To begin, try 5 levels and 50%, and experiment with raising and lowering each. The lowest setting for Details Removal weights all levels the same (so no generalization at all), and the highest setting makes only the coarsest levels visible. If you turn the Details Removal slider all the way up, you can see how Landforms Removal works; as you increase Landforms Removal, the image becomes blurry because we are generating higher levels of Laplacian pyramids, and with Details Removal set to max, only the highest levels are easily visible.

Try setting the options in the generalization tab to 4 levels at 45%.

The Andes map after pyramid shading (left), compared to the original (right). It is now easier to make out the major mountain ranges that were in the noisy areas. Note that this is not the same as simply blurring the terrain; the fine details are still there, but their visual prominence has been reduced relative to the large features. 

Higher resolution maps often need higher settings on either slider, depending on scale. You can compare the generalized result to the original by briefly lowering either setting to the minimum. The ideal settings should make larger features suddenly pop out of the map where they were previously obscured by lots of small side valleys/ridges (see the above image, made with 4 pyramid levels and details removal of 45%).

Once you're happy with the generalization settings and illumination (the convention in cartography is to use the default setting of NW at 45°), you can head over to the Visualization tab to customize the relief shading. For this we'll use the Exposition Color option from the dropdown menu (most of the others are completely different algorithms that we'll cover in future tutorials).

Exposition Color is just like Gray Shading except you can customize the color gradient. The gradient editor here is similar to the one in Photoshop; click on the gradient to add a color stop, or drag an existing stop off the gradient to remove it. Click an existing stop to select it, at which point you can change the color. You can also drag a stop along the gradient to adjust its position. The left end of the gradient corresponds to the darkest value under the default color scheme, and the right end corresponds to the brightest.

There are a number of presets available as well; the one corresponding to most analytical relief shaders, such as those in ArcGIS, is Hard Gray. This shades everything pointed more than 90° away from the light source as black. If we are only considering direct lighting, this is more realistic than the default shading. However this causes all the information on the shadowed sides to be lost. It also ignores ambient lighting, which will be present on any planet with an atmosphere (alpine valleys do not turn black as soon as the sun drops below the ridgeline, unless one is on the moon). Our default shading thus moves the cutoff to 180° so that there is always some information available even in the shadows.

Comparison of selected relief shading presets in Exposition Color. Default or Black and White (at left) maps a black to white gradient to surfaces facing from 180° to 0° away from the light source. Hard gray (at center) is similar, except everything facing more than 90° away from the light source is shaded black. Natural Light (at right) uses a more complex gradient, with bluish shadows and a slight yellow tone to the highlights.
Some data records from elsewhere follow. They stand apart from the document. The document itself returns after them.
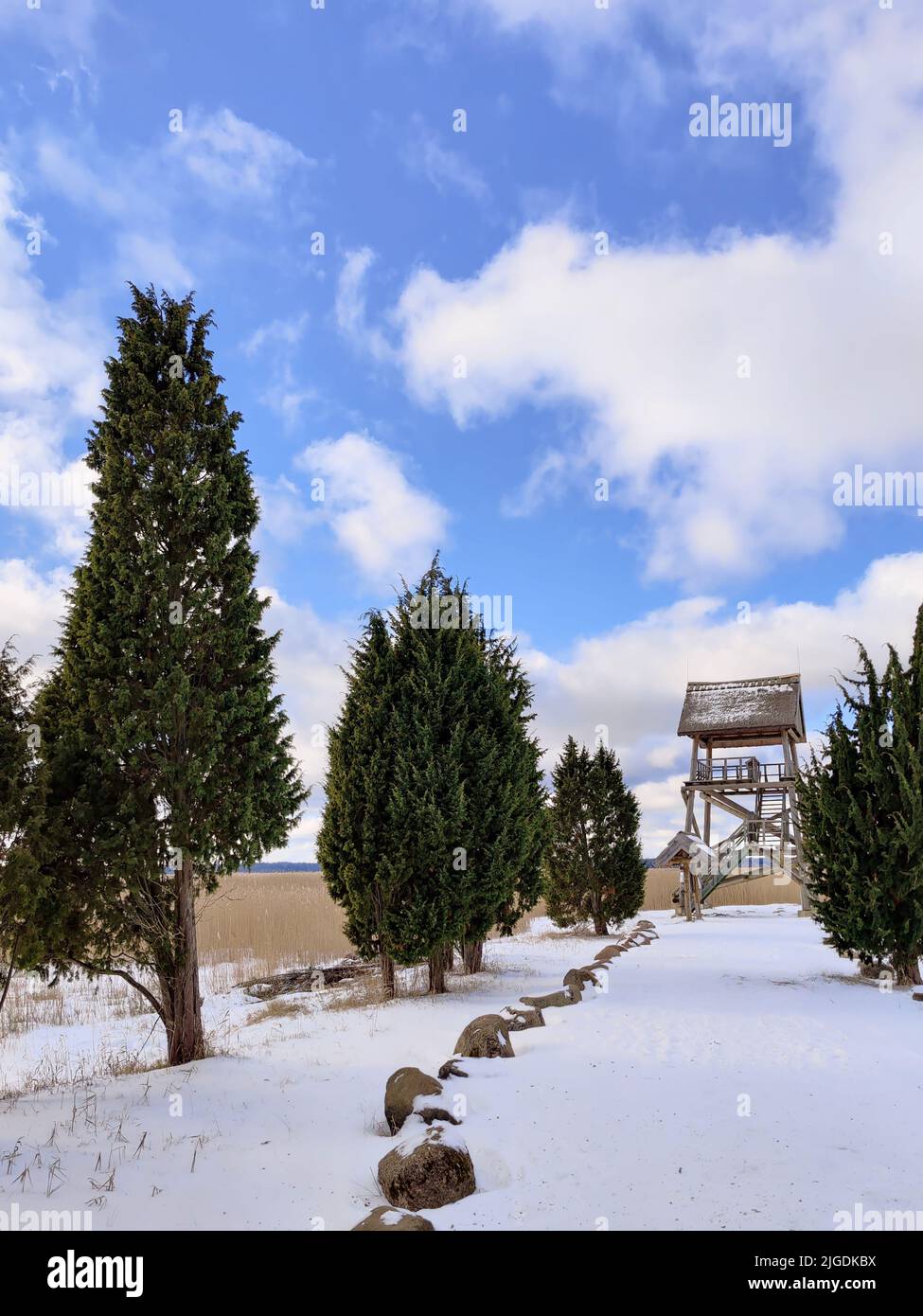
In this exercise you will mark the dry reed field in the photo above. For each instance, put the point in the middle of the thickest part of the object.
(758, 891)
(263, 923)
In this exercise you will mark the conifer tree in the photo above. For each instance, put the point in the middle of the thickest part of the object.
(20, 887)
(861, 807)
(165, 759)
(354, 836)
(440, 837)
(594, 866)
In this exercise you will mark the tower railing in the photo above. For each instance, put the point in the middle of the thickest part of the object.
(738, 770)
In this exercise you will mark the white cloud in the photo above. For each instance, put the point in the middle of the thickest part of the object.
(350, 306)
(233, 157)
(380, 519)
(276, 333)
(445, 168)
(30, 606)
(731, 471)
(630, 679)
(50, 378)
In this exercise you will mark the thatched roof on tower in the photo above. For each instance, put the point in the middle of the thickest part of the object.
(743, 712)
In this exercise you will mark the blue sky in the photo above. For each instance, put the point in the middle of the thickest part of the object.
(481, 245)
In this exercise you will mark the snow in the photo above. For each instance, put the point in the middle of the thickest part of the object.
(627, 1111)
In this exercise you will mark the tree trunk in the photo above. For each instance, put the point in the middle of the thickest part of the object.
(387, 974)
(12, 969)
(440, 962)
(182, 998)
(473, 954)
(906, 969)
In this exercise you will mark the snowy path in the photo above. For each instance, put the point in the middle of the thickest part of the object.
(622, 1112)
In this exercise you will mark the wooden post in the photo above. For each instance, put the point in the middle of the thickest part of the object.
(791, 793)
(690, 802)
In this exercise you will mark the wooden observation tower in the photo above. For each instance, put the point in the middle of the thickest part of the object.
(758, 791)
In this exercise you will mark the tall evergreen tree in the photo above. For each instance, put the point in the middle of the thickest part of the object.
(434, 823)
(354, 834)
(861, 807)
(594, 866)
(165, 759)
(20, 887)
Taking the ambient vs. direct lighting concept one step further is the Natural Light preset. This gives a slight yellow tint to the highlights and a slight bluish tint to the shadows. On Earth, ambient light is provided by the sky, which scatters blue light from the sun. This scattering shifts the color of direct light to warmer colors and indirect light to cooler colors, as can be seen in this image

If you use Photoshop in your cartography pipeline, I recommend exporting your relief using the default black to white shading and then using Gradient Map adjustment layers in Photoshop to finalize your colors. This will allow you to non-destructively edit your colors and see how they blend with your other layers as you're compositing.

Export the relief using File>Save Image, and you've got your relief map. We'll cover additional methods for recapturing the clarity of manual reliefs in later posts.